Several other people with knowledge of OEI agreed that its employees are underpaid and overworked.

Griffith said Marquette is currently recruiting for the empty positions, including for the next director of the OEI, a position that is being renamed the director of inclusion and belonging.

“While the university would certainly like to have all open positions filled immediately, Marquette is facing the same staffing and recruiting challenges as organizations nationwide, and it takes time to find the right people to do this important work,” she said.

She noted that the university is also hiring a new staff member for the Urban Scholars Program, which serves primarily first-generation college students from low-income backgrounds.

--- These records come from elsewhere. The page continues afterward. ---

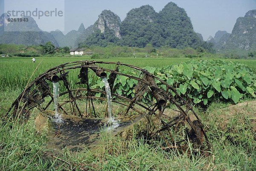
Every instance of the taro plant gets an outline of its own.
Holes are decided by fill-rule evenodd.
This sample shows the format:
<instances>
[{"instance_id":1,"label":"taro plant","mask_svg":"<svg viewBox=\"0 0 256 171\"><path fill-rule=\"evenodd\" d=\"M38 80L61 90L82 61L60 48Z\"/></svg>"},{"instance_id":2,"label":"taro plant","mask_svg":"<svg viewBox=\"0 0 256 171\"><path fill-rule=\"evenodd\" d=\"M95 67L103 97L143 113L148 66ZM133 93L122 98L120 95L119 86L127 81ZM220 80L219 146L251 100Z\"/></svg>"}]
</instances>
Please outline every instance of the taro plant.
<instances>
[{"instance_id":1,"label":"taro plant","mask_svg":"<svg viewBox=\"0 0 256 171\"><path fill-rule=\"evenodd\" d=\"M180 95L195 104L207 105L217 101L236 104L240 99L256 97L256 75L244 64L220 60L191 60L178 64L162 67L146 67L145 69L166 81ZM119 71L137 76L140 73L131 70ZM166 89L160 81L155 81L159 87ZM114 93L132 98L137 84L136 80L117 76ZM104 86L99 79L93 87L104 89ZM148 94L145 94L144 97L151 98Z\"/></svg>"}]
</instances>

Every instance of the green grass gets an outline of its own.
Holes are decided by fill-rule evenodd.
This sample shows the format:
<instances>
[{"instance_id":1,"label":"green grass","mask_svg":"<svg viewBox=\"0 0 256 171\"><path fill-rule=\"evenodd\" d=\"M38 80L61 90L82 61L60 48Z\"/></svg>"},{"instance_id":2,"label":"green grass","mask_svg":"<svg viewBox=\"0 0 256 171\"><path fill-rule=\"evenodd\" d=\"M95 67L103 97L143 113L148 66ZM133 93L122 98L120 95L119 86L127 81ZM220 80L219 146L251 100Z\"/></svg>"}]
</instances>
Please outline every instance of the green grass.
<instances>
[{"instance_id":1,"label":"green grass","mask_svg":"<svg viewBox=\"0 0 256 171\"><path fill-rule=\"evenodd\" d=\"M196 60L200 60L198 59ZM9 57L0 58L0 90L6 91L25 87L31 77L30 81L40 74L58 65L71 62L81 60L93 60L87 57L73 57L61 58L56 56L36 58L35 63L32 63L31 58ZM140 67L149 66L153 67L171 65L191 60L188 58L114 58L96 59L95 61L120 62ZM225 59L243 63L256 73L256 60ZM102 65L102 67L107 67ZM112 67L114 67L113 65ZM75 75L74 75L75 76Z\"/></svg>"},{"instance_id":2,"label":"green grass","mask_svg":"<svg viewBox=\"0 0 256 171\"><path fill-rule=\"evenodd\" d=\"M80 57L42 57L37 58L35 63L33 63L30 58L0 58L1 170L256 169L256 142L254 138L256 135L253 131L255 126L252 122L252 118L248 116L255 115L256 105L249 105L247 108L238 107L236 112L230 115L229 112L231 110L227 108L229 106L227 104L213 103L204 112L200 109L196 109L205 123L213 145L212 155L210 157L188 156L175 151L166 151L161 149L160 142L148 144L143 139L124 140L119 137L112 137L104 133L101 135L102 143L97 150L84 149L82 152L76 154L66 149L59 157L69 164L44 154L43 152L47 150L45 146L47 138L45 133L38 133L35 129L33 119L37 113L32 115L31 119L23 123L13 122L9 117L3 116L33 73L32 79L58 64L86 59L90 60ZM162 66L188 60L186 58L111 58L99 60L119 61L143 67ZM245 63L255 73L255 60L229 60ZM228 117L222 117L224 114ZM226 123L224 126L221 124L224 122Z\"/></svg>"},{"instance_id":3,"label":"green grass","mask_svg":"<svg viewBox=\"0 0 256 171\"><path fill-rule=\"evenodd\" d=\"M249 115L253 115L256 108L250 103L249 107L245 105L242 107L235 107L239 110L241 109ZM62 154L58 156L67 164L43 153L44 151L52 152L46 149L44 145L45 135L35 131L33 119L23 124L8 121L5 125L3 122L1 123L0 169L255 170L256 146L253 136L255 133L251 129L253 125L250 122L241 122L240 120L247 119L247 117L245 115L242 115L241 112L234 115L229 115L230 114L230 110L227 108L229 106L215 103L209 107L205 112L200 109L196 109L206 126L207 135L212 145L212 155L207 157L175 150L163 150L161 148L160 142L155 141L148 144L143 139L135 138L135 135L131 139L125 140L118 137L112 137L108 133L102 132L98 148L90 150L85 149L79 153L66 149ZM223 119L223 113L229 117L227 126L224 127L219 124L220 120ZM221 118L214 117L215 116ZM230 126L233 129L230 129ZM229 134L236 131L239 132L239 138L234 143L227 137ZM187 152L191 148L191 145L189 146Z\"/></svg>"}]
</instances>

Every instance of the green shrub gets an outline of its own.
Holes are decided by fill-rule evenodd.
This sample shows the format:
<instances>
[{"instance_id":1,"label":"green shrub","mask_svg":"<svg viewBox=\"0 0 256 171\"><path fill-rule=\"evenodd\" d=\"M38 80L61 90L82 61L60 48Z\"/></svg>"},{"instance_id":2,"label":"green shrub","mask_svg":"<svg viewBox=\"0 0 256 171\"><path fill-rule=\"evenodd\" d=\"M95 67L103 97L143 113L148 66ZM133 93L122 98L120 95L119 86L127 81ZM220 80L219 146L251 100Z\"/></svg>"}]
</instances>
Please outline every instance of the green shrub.
<instances>
[{"instance_id":1,"label":"green shrub","mask_svg":"<svg viewBox=\"0 0 256 171\"><path fill-rule=\"evenodd\" d=\"M157 68L146 67L145 69L166 81L189 101L201 106L216 101L237 103L241 99L256 96L256 75L244 64L221 60L191 60L179 64ZM137 76L140 74L133 70L119 72ZM159 87L166 90L165 85L155 81ZM114 93L131 98L137 82L125 76L117 76ZM100 79L93 86L103 87ZM146 95L151 98L150 95Z\"/></svg>"}]
</instances>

Rivera Berruz believes it’s disingenuous for the administration to attribute its staffing woes to nationwide recruiting challenges.

“What that occludes is that there is, really, behind the scenes, a really large institutional negligence to attend to the types of resources that a diverse student body requires,” she said.

According to Davenport, one good thing has come from the debate over the protesters’ sanctions: it has focused attention on the issues they were protesting in the first place.

“I know that there are a lot of freshmen and some sophomore students who told me they were not originally aware of these issues and that it disheartens them,” she said. “I think a lot of people weren’t aware of these issues, especially because Marquette is a predominantly white and predominantly affluent student body base. I think this is a good wake-up call for a lot of people in order to be informed and understand what’s going on.”